Of the 14 684 singleton pregnancy outcomes, 12 780 were prenatally exposed to ZDV in any trimester; 1904 had prenatal non‐ZDV ARV exposure. Table 1 describes maternal demographics for these two groups. We found no difference between groups in baseline CD4 counts; however, women exposed to non‐ZDV ARV combinations were older. A higher proportion of Hispanic women were on ZDV‐containing regimens compared with non‐ZDV ARV regimens (Table 1). A listing of ZDV‐containing regimens and non‐ZDV regimens is presented in Table 2.
Table 1.
Maternal characteristics: singleton prospective pregnancies by ZDV exposure during pregnancy among HIV‐infected women reported to the APR through to 31 July 2013 with outcome
| Characteristic | Overall | Regimens containing ZDV | Regimens excluding ZDV | P‐value |
|---|---|---|---|---|
| Number of pregnancies | 14 684 | 12 780 | 1904 | |
| Age (years) a | ||||
| n | 14 608 | 12 725 | 1883 | <0.0001 |
| Mean (SD) | 28.2 (6.04) | 27.9 (6.00) | 30.0 (6.00) | |
| Median (interquartile range) | 28.0 (9.0) | 28.0 (9.0) | 30.0 (8.0) | |
| Minimum – Maximum | 13–55 | 13–55 | 14–48 | |
| Missing | 76 (0.5%) | 55 (0.4%) | 21 (1.1%) | |
| Race, n (%) b | ||||
| White | 2272 (15.5) | 1969 (15.4) | 303 (15.9) | <0.0001 |
| Black | 8682 (59.1) | 7506 (58.7) | 1176 (61.8) | |
| Hispanic | 2915 (19.9) | 2623 (20.5) | 292 (15.3) | |
| Asian | 128 (0.9) | 99 (0.8) | 29 (1.5) | |
| Other | 402 (2.7) | 333 (2.6) | 69 (3.6) | |
| Missing | 285 (1.9) | 250 (2.0) | 35 (1.8) | |
| CD4 + T‐cell categories at start of pregnancy, n (%) b | ||||
| ≥500 μl | 4561 (31.1) | 3966 (31.0) | 595 (31.3) | 0.1071 |
| 200–499 μl | 6583 (44.8) | 5692 (44.5) | 891 (46.8) | |
| <200 μl | 2407 (16.4) | 2122 (16.6) | 285 (15.0) | |
| Unknown | 77 (0.5) | 64 (0.5) | 13 (0.7) | |
| N/A | 24 (0.2) | 13 (0.1) | 11 (0.6) | |
| Missing | 1032 (7.0) | 923 (7.2) | 109 (5.7) | |
| Country of reported origin, n (%) | ||||
| USA | 11 872 (80.8) | 10 684 (83.6) | 1188 (62.4) | <0.0001 |
| Other | 2808 (19.1) | 2093 (16.4) | 715 (37.6) | |
| Missing | 4 (0.0) | 3 (0.0) | 1 (0.1) | |
Percentages are based on the number of pregnancies; pregnancies include 266 multiple gestation births (262 twin and four triplet).

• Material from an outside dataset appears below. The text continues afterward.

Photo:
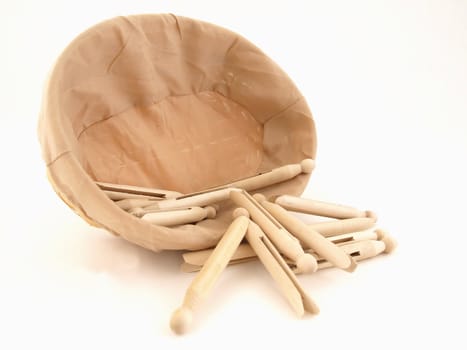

P‐value is based on the independent t‐test.
P‐value is based on the Fisher's exact test (chi‐square test for Race). Analysis does not include N/A, Unknown, or Missing values.
Table 2.
Regimens with and without ZDV by number of exposed pregnancies reported to the APR through to 31 July 2013 with outcome
| Regimens containing ZDV | Regimens excluding ZDV |
|---|---|
| ≥1000 exposed pregnancies | ≥1000 exposed pregnancies |
| ZDV | n/a |
| 3TC & NFV & ZDV | |
| 3TC & NVP & ZDV | |
| 3TC & LPV & RTV & ZDV | |
| 500–999 exposed pregnancies | 500–999 exposed pregnancies |
| 3TC & ZDV | ATV & FTC & RTV & TDF |
| ABC & 3TC & ZDV | |
| 100–499 exposed pregnancies | 100–499 exposed pregnancies |
| 3TC & TDF & ZDV | TDF |
| EFV & 3TC & ZDV | FTC & TDF |
| IDV & 3TC & ZDV | 3TC & NFV & d4T |
| 3TC & NVP & d4T | |
| EFV & 3TC & d4T | |
| EFV & FTC & TDF | |
| DRV & FTC & RTV & TDF | |
| FTC & LPV & RTV & TDF |
Regimens with <100 exposed pregnancies reported are not listed.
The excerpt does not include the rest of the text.